考虑混凝土微观结构特性的多尺度PD-FEM混合模型及破坏过程研究

The safety of hydraulic concrete structures attract many concerns in both of the academic and engineering fields. The failure mechanisms of crack initiation and propagation in hydraulic concrete are not clearly. It is very difficult to analyze and simulate the whole process of local micro crack propagation to the whole structure failure. Within the framework of the continuum mechanics, the traditional methods of numerical analysis are difficult to simulate the failure of the concrete material in the microstructures, due to the transition between the continual and discontinue states. The peridynamics method can solve such a problem. However, the existing bond-based peridynamics models cannot exactly describe the deformation and failure behavior of concrete under the complex stress state, which computational efficiency is very low.. The proposed study is divided into the following three tasks: (1) Characterizing the microstructures of concrete material through experiments and statistical analysis. (2) Define the state of all material points, obtain the pairwise function through the calculating the state operator. By establishing the contact function between material points in overlapping regions and defining the interface element, develop the PD-FEM mixed model, and mesh adaptivity numerical solution, in order to improve the computational efficiency. (3) Establishing the multi-level and multi-scale damage index from material, element to structure. Conducting and numerical simulations on the whole process of microdefects growth, damage accumulation, crack initiation and propagation, local fracture till the failure of the structure in concrete material and structures.. According to these results, the whole process of damage accumulation and progressive failure in concrete materials and structures can be simulated. The failure mechanism of concrete material and structures can be explored and provides a basis of practical guidelines for the development of high performance concrete and safety evaluation of hydraulic concrete structures.

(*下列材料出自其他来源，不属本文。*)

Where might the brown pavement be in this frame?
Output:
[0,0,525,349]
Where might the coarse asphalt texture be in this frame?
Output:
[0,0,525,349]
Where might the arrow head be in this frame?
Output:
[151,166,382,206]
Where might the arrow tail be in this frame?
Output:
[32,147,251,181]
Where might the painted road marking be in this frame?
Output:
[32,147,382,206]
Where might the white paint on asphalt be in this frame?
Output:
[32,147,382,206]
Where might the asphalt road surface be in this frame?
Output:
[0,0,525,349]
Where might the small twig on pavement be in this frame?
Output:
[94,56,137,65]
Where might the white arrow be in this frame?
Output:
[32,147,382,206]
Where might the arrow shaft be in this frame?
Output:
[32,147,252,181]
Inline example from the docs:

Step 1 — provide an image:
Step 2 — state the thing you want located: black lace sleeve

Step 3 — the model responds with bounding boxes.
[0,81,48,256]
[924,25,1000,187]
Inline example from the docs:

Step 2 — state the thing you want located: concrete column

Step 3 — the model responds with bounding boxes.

水工混凝土结构的安全是学术界和工程领域关注的热点。混凝土裂纹萌生和扩展机制尚不明晰，从局部微小裂纹扩展至结构整体失效全过程的分析和模拟存在困难。基于连续介质理论的数值方法采用局部微分方程求解破坏问题时面临瓶颈，而基于非局部积分思想的近场动力学(Peridynamics,PD)方法具有这方面优势。现有“键型”PD模型难以精确反映混凝土在复杂应力状态下的变形及破坏行为。本项目引入基于“状态”的近场动力学方法，在准确把握混凝土微观结构特性的基础上，定义各组分物质点的“状态”算子。通过构造重叠区域物质点间的接触函数以及引入界面单元等手段，构建近场动力学和有限元结合的PD-FEM混合模型。建立材料、单元和结构多层次、多尺度损伤指标，模拟混凝土内部损伤累积、裂纹萌生和扩展、结构局部断裂直至整体失稳的全过程，揭示其破坏机制，为高性能混凝土的研发和复杂环境下水工混凝土结构的安全评估提供科学依据。

混凝土结构的损伤过程和破坏机制一直是学术界和工程界极为关注的热点和难点。基于连续介质力学理论框架下的传统数值方法在模拟材料和结构的损伤累积和渐进破坏时面临网格重构等诸多困难，基于非局部积分思想的近场动力学理论和方法，通过空间积分型支配方程的离散和求解，彻底避开传统方法中采用局部微分方程求解不连续问题时的奇异性，显示出其优势。按照研究计划，本项目紧密围绕三个关键科学问题开展了深入研究，具体研究内容如下：1.混凝土非均质细观近场动力学本构模型的构建；2.基于近场动力学方法的钢筋混凝土损伤模型研究；3.多尺度PD-FEM混合模型的研究及其应用；4.混凝土结构损伤累积和渐进破坏全过程的连续模拟。. 项目研究过程中，顺利解决了三个关键科学问题。具体研究成果有，采用DIP技术对混凝土微观结构特征进行提取，建立了基于近场动力学的混凝土微观结构模型，构建能准确描述混凝土结构特征的多尺度PD-FEM混合模型。考虑混凝土准脆性特征及材料特性，发展了适用于混凝土材料的PD模型。定义了拉压异性的临界伸长率，损伤变量及破坏准则，发展适用于结构破坏分析的近场动力学数值算法，描述了混凝土渐进破坏的过程，揭示混凝土材料和结构破坏的内在机制。提出了基于近场动力学方法并考虑拉压异性和断裂特征的钢筋混凝土损伤模型，采用分级加载、动态松弛、平衡收敛准则以及刚性体冲击接触算法对钢筋混凝土结构进行破坏分析。结合本项目所得到的理论研究成果，研究了混凝土框架结构、重力坝的受力和变形特点以及破坏特征，模拟了其失稳破坏的过程，实现对混凝土结构损伤累积和渐进破坏全过程的连续数值仿真。确定破坏过程各阶段的损伤指标，提出结构安全性评估和剩余寿命预测方法，显示了近场动力学理论和方法在混凝土材料和结构破坏分析方面的强大优势，为近场动力学方法应用到实际的工程结构做出积极探索。研究成果对发展新型不连续介质力学问题的力学模型与多尺度数值计算方法也具有重要的意义。